Dunia ini penuh orang-orang yang hanya mau memanfaatkan kita. Tapi, nggak semua orang di dunia ini arseholes. Ada banyak orang baik juga di sekeliling kita, di sekeliling lo, yang bisa lo percaya.” (hal 315)
Karakter tokoh dalam novel ini menurut saya sangat matang. Nggak hanya tokoh utama saja, tetapi juga tokoh pembantu. Hal itu tercermin dari nyambungnya antara narasi dengan sikap dan dialog tokohnya. Saya suka sekali dengan penggambaran sosok Nico. Sosok penyayang, setia, dan visioner. Akhirnya saya bisa menemukan tokoh loveable di novel Alia lagi.

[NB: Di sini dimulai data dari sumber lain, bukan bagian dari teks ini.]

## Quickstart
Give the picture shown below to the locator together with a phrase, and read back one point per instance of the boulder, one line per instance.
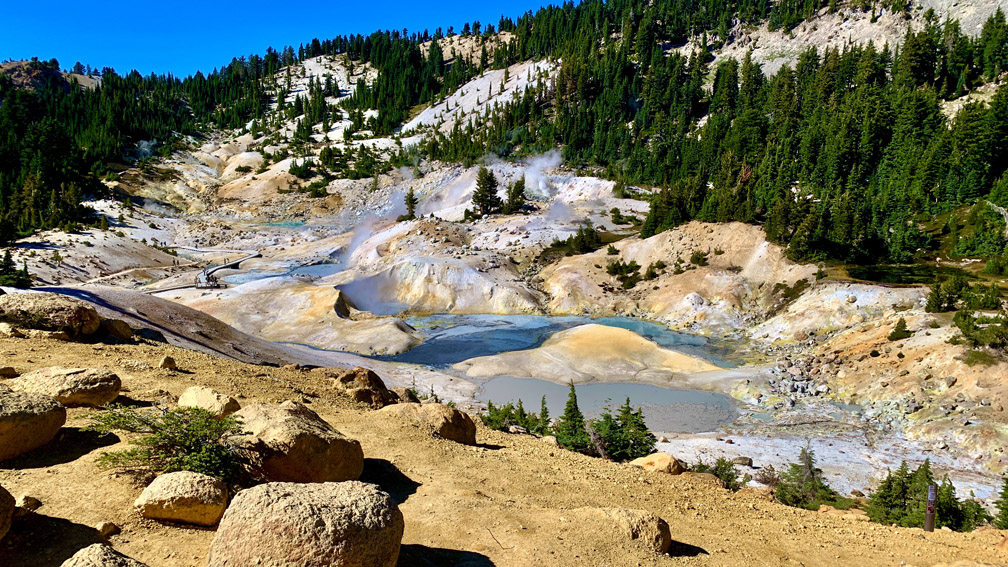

Oh iya, bicara tentang tokoh, novel ini akan membawa pembaca Alia pada beberapa tahun yang lalu. Masih ingat novelnya yang berjudul Crash into You? Nah, ada beberapa tokoh dalam novel itu yang muncul di sini. Perannya juga nggak cuma numpang lewat aja, tetapi masuk ke dalam cerita.
Novel ini diceritakan lewat dua sudut pandang, yakni Lu dan Nico. Dalam satu bab, dituliskan secara bergantian. Hal itu membuat pembaca jadi benar-benar tahu apa yang sedang dipikirkan oleh tokoh. Namun, epilognya disampaikan dari sudut pandang kakaknya Lu. Sebuah kejutan yang membuat pembacanya nostalgia.
Timeline cerita ini beriringan dengan kisah Taran – Lea (baca: Boy Toy). Hal itu membuat saya kembali mengingat-ingat dan mengangguk paham. Dari situ juga ditunjukan karakter Nico yang sangat dewasa. Lewat permasalahan yang dialami personilnya, terlihat pula kedekatan mereka. Saya suka sekali dengan tik tok antar personil yang terasa receh tapi menghibur.
“Aku tidak tahu kenapa orang senang menonton film horor. Apa yang mereka dapatkan selain rasa takut dan serangan jantung setiap beberapa menit, yang buntutnya menghasilkan insomnia karena takut diserang apa pun itu yang kita tonton saat tidur?” (hal 145)
Walaupun buku ini terasa jauh lebih baik dari buku pertama, ada satu hal yang menurut saya cukup mengganjal. Apartemen Lu yang diceritakan berhantu seperti hanya untuk pemanis saja. Rasa-rasanya saya nggak menemukan kelanjutan setelah perempuan itu menemukan keganjilan di rumahnya. Saya juga agak kurang paham, ketika tahu bahwa Lu ini orangnya parno-an, tetapi masih bisa hidup berdampingan dengan hantu yang ikut tinggal di apartemennya.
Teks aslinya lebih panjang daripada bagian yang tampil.